About half of those people committed non-contact sex offenses like as exhibitionism, voyeurism, mooning, streaking, solicitation of a minor, downloading child pornography, etc. The ability to achieve erection had nothing to do with their crimes so they should not be included in the pool of people who would be affected by Coburn's amendment. That would reduce the size of the affected pool to 334,500 people.
But most of those people would not commit another sex crime anyway, whether they have erectile dysfunction or not. Recidivism is lower for sex offenders than for any other class of criminals except murderers about 5.3% (Center for Sex Offender Management, May 2001). We should therefore also exclude the 94.7% of the pool who pose little or no risk of committing another sex crime. That would further reduce the pool to about 17,700 offenders.
But the number of men who suffer from chronic erectile dysfunction is small -- about 2.6% (National Kidney and Urologic Diseases Information Clearinghouse, 2002. Many more people experience occasional ED). So that reduces the pool of people affected by Coburn's proposal to about 446 people.
Yet rape and child molestation are rarely about sexual gratification alone. Thus, denying violent sex offenders the means to achieve physical gratification will have little effect on whether or not most of them commit another violent sex crime.
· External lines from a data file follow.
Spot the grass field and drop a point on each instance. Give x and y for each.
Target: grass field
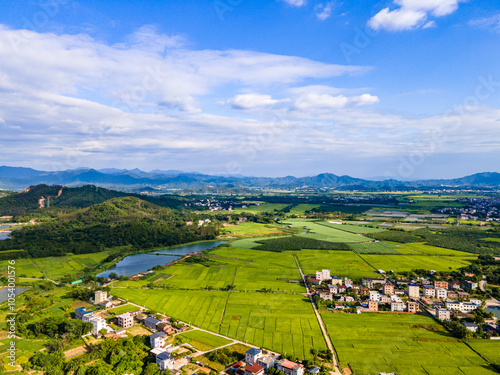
(279, 322)
(400, 343)
(204, 341)
(353, 228)
(422, 248)
(122, 309)
(403, 263)
(324, 233)
(374, 248)
(340, 263)
(55, 267)
(247, 229)
(489, 349)
(200, 308)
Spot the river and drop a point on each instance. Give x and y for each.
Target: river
(134, 264)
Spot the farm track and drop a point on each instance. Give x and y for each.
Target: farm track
(320, 321)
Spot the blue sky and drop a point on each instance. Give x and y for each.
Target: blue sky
(397, 88)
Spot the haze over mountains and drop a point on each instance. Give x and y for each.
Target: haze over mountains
(19, 178)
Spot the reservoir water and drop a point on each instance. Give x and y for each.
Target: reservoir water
(134, 264)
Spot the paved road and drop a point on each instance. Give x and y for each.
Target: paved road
(320, 321)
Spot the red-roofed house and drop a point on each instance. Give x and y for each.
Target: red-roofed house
(254, 369)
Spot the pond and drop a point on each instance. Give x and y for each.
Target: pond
(134, 264)
(4, 293)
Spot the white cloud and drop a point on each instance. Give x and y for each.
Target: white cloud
(490, 23)
(324, 11)
(412, 14)
(295, 3)
(249, 101)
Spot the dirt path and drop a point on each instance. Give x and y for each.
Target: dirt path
(320, 321)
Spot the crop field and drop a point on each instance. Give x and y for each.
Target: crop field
(204, 341)
(357, 229)
(200, 308)
(123, 309)
(374, 248)
(324, 233)
(489, 349)
(281, 322)
(404, 263)
(340, 263)
(55, 267)
(259, 270)
(263, 207)
(405, 344)
(422, 248)
(247, 229)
They can do that without sustaining erection. If we assume that just 20% of violent sex crimes are committed solely to achieve sexual gratification (I have no source for that number and think it is probably high), then the pool that Coburn wishes to control shrinks to just 92 people.
If those 92 people cannot obtain ED medication through traditional means, then they can probably get it through non-traditional sources -- through a friend or from on-line, cross-border, or black market sources. If we assume that 90% of the 92 people would get their ED meds in one of these ways, then the number of people who would be denied ED meds by Coburn's amendment is down to a mere 11 people countrywide.
However, Coburn's proposal would extend only to people who buy their health insurance with federal assistance or through insurance exchanges. Eighty-five percent of the population is already insured so the pool would be further reduced to just 15% of the 11 people left.
Thus, by the time it emerges from committee, Coburn's bill will probably affect only those male violent sex offenders who are likely to reoffend mainly to achieve sexual gratification but who can't get it up, and who can't buy ED meds through non-traditional sources, and who need federal assistance to buy any insurance at all.
That would be just one person, somewhere in the whole of these United States. And that guy is probably still in jail.